After a hearty lunch at the Inn we walked all over town and discovered that arts and culture are a main feature in the daily life of Berkeley Springs, from publicly displayed arts in gardens and on sideways and walls, to galleries and studios. Berkeley Springs, as an art town began to flourish in 1977 when the Morgan Arts Council (MAC) was established, now located in the Ice House, a former 40,000 square foot apple cold storage building that now has been turned into a community art center. All this has earned Berkeley Springs state, regional and national recognition. It is West Virginia’s first certified arts community, is listed among the 100 best small art towns, and places among the top 10 art destinations among small cities and towns in America. www.macicehouse.org
By sheer luck we walked into the open door of the Rocks-N-Glass gallery where we got to meet Khosrow Javid, a man from Persia who made Berkeley Springs his home a long time ago. He expresses himself through his works of art in his hand-painted wine glasses, vases and other unique glassware, and he also paints rocks. His middle eastern inspired patterns seem to be calculated and congruent with color and space, riddles on glass. We are grateful to Mr. Javid for allowing us to enter his world and for the advice of where to hop off the beaten path. www.rocks-n-glass.com.

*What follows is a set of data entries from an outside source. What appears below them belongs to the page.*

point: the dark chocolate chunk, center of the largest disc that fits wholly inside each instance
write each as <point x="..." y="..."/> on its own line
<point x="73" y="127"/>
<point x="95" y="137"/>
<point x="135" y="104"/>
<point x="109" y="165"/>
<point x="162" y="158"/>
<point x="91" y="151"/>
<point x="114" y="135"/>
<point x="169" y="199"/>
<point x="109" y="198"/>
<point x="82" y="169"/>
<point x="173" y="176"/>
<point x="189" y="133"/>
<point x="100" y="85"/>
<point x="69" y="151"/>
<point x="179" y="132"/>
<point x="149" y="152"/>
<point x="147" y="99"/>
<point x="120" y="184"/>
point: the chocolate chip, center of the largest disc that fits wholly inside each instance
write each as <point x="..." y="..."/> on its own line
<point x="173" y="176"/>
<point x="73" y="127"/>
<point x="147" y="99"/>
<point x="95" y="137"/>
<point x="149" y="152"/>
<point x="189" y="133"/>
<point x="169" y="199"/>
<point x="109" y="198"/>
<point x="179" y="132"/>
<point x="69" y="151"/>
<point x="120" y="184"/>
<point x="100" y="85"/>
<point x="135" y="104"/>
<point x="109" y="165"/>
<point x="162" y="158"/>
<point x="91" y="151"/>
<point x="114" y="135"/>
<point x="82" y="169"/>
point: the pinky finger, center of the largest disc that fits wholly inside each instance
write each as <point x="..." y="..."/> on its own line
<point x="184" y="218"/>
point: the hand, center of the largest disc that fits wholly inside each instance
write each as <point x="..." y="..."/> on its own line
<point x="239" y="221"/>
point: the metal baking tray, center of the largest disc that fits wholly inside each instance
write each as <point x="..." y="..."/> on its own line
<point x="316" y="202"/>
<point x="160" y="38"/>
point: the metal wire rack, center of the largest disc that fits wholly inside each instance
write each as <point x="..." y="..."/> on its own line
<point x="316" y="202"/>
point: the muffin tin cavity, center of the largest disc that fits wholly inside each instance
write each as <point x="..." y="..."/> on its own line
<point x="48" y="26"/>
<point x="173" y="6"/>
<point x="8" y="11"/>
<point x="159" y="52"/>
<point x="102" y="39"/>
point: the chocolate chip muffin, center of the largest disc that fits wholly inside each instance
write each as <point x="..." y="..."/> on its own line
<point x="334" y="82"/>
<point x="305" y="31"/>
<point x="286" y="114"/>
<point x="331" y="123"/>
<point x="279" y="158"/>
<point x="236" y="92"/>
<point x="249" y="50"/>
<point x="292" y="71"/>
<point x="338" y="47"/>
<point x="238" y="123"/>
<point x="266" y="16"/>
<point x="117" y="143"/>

We had one more dinner to fill in Berkeley Springs and chose the Naked Olive Lounge, a charming “speakeasy” style bar /restaurant combo with an olive oil and balsamic vinegar tasting gallery, and an interesting menu but decided to go light and ordered a couple of dinner size salads. Anyone can throw together a seared AHI tuna salad. Mine was culinary art. www.nakedolivelounge.com
Mr Javid had advised us to watch the sunset on Prospect Peak, Berkeley Springs’ panoramic overlook and then to go off the beaten path. Just a short 3 mile drive from Berkeley Springs we found a smashing overlook from where we could see three states: West Virginia, Virginia and Maryland. National Geographic Magazine rates this scene among America’s Outstanding Beauty Spots. From here we continued our journey and followed Mr Javid’s hand drawn map all the way to another scenic overlook and found it just the way he described it, challenging to get to, but worthwhile. From there we drove down to the river below where local kids were swimming. Here, all the way in the middle of nowhere and us feeling a little lost, we met Kate Shunney, the editor of The Morgan Messenger, who pointed us back on the beaten path. Virginia is for Lovers, and West Virginia for adventurers!
Until next month from another interesting location.